In other words, I find it really interesting that there appears to be a shift in patriarchal misogynistic portrayals of masculinity that are making it where men that want to assume high positions of authority within this power structure can’t just wave their own wealth around as a symbol of their power and expect to be taken seriously as manly men who deserve to be in power. They can’t just spend a ridiculous amount of that wealth on the people around them to demonstrate that they deserve to have that power, they have to spend a ridiculous amount of that wealth now on the creation and presentation of their own physical form, not just to justify their position of authority to themselves, but to actually keep that power over a world that buys into their patriarchal misogynistic bullshit.
Both Mark Zuckerberg and Elon Musk were very largely seen as clowns or at least mega nerds less than 20 years ago, people who might accomplish some absurd levels of economic success, but hardly be people worthy of adoration, emulation, or being entrusted to further socially or politically engineer society. Both of them responded by going way overboard on spending money to physically change themselves into portrayals of men that people seem far more willing to trust with authority. I think one of the things Donald Trump might actually have been ahead of the game on is in identifying this at a pretty young age, so as to avoid nearly as much notice or discussion of his focus on his physical image and how much he has paid to maintain it, even if his physical image is something that comes under public scrutiny.
Does this mean that authority figures within Patriarchal Misogynistic power structures are more vulnerable to attack along lines of their physical image?

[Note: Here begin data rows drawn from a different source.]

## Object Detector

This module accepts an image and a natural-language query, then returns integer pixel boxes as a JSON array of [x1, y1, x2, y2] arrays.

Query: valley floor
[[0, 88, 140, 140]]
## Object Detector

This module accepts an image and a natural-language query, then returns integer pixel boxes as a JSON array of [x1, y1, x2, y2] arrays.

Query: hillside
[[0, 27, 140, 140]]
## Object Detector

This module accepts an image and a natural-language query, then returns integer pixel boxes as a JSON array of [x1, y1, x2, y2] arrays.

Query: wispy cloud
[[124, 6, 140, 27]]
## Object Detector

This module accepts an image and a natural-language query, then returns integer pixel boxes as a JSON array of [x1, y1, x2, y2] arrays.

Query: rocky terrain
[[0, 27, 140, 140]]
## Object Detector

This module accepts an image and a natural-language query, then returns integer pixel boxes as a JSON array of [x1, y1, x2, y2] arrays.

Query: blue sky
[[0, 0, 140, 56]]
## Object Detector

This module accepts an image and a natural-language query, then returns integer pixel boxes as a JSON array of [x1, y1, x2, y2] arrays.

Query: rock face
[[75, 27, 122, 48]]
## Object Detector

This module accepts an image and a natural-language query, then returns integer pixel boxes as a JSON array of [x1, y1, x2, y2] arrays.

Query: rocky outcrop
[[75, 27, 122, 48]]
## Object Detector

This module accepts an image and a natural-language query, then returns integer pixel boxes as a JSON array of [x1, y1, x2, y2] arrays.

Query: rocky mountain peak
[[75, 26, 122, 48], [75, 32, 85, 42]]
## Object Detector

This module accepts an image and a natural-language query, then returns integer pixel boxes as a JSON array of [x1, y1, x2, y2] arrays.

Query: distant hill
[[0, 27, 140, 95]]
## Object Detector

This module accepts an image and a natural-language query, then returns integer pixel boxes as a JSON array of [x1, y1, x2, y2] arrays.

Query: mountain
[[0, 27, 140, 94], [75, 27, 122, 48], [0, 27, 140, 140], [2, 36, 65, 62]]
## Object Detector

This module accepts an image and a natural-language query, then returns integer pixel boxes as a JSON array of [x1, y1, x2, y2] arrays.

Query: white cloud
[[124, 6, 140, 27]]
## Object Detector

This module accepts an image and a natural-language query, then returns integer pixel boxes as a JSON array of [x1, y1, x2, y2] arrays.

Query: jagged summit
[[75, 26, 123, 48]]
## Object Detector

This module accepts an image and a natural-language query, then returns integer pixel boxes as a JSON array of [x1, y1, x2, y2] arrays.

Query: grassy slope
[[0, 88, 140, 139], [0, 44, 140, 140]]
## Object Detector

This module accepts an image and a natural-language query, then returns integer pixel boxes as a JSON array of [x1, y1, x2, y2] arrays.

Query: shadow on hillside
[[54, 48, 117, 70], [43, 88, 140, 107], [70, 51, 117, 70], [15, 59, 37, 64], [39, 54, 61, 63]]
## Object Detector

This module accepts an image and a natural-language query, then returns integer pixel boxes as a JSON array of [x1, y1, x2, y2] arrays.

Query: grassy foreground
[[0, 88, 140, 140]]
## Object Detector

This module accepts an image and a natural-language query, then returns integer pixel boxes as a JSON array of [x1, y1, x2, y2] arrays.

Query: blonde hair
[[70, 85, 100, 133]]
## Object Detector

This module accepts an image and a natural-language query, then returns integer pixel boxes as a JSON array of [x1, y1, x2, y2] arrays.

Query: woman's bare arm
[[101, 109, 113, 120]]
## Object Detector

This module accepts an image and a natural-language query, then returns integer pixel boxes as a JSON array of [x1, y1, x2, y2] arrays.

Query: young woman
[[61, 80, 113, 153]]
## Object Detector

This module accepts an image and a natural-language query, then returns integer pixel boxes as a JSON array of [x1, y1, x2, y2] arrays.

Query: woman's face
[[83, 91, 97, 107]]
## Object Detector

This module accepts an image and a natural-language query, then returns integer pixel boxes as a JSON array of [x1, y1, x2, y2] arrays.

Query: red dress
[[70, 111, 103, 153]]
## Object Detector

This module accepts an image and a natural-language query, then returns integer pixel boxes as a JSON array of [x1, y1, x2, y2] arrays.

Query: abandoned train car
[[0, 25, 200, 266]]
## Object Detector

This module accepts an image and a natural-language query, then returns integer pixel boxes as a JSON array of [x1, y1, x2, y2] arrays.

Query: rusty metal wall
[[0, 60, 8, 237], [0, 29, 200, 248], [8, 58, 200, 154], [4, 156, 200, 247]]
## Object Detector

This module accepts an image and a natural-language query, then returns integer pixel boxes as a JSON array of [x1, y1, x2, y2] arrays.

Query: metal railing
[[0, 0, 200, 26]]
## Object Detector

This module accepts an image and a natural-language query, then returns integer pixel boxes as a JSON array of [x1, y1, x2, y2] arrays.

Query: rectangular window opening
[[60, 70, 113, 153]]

Does attacking them for their physical failures at representing masculinity even actually attack the underlying structures of their authority? Or does it just pave the way for future patriarchs, who can play the hyper masculinity game better, for longer, to come along and replace the kind of incompetent buffoons we have running things now? I think these are all valuable questions to investigate and consider because I think we have seen, over and over again, that patriarchy, and the misogyny that underpins it, is very good at changing and disguising itself as its structures become more and less tolerated by society as a whole.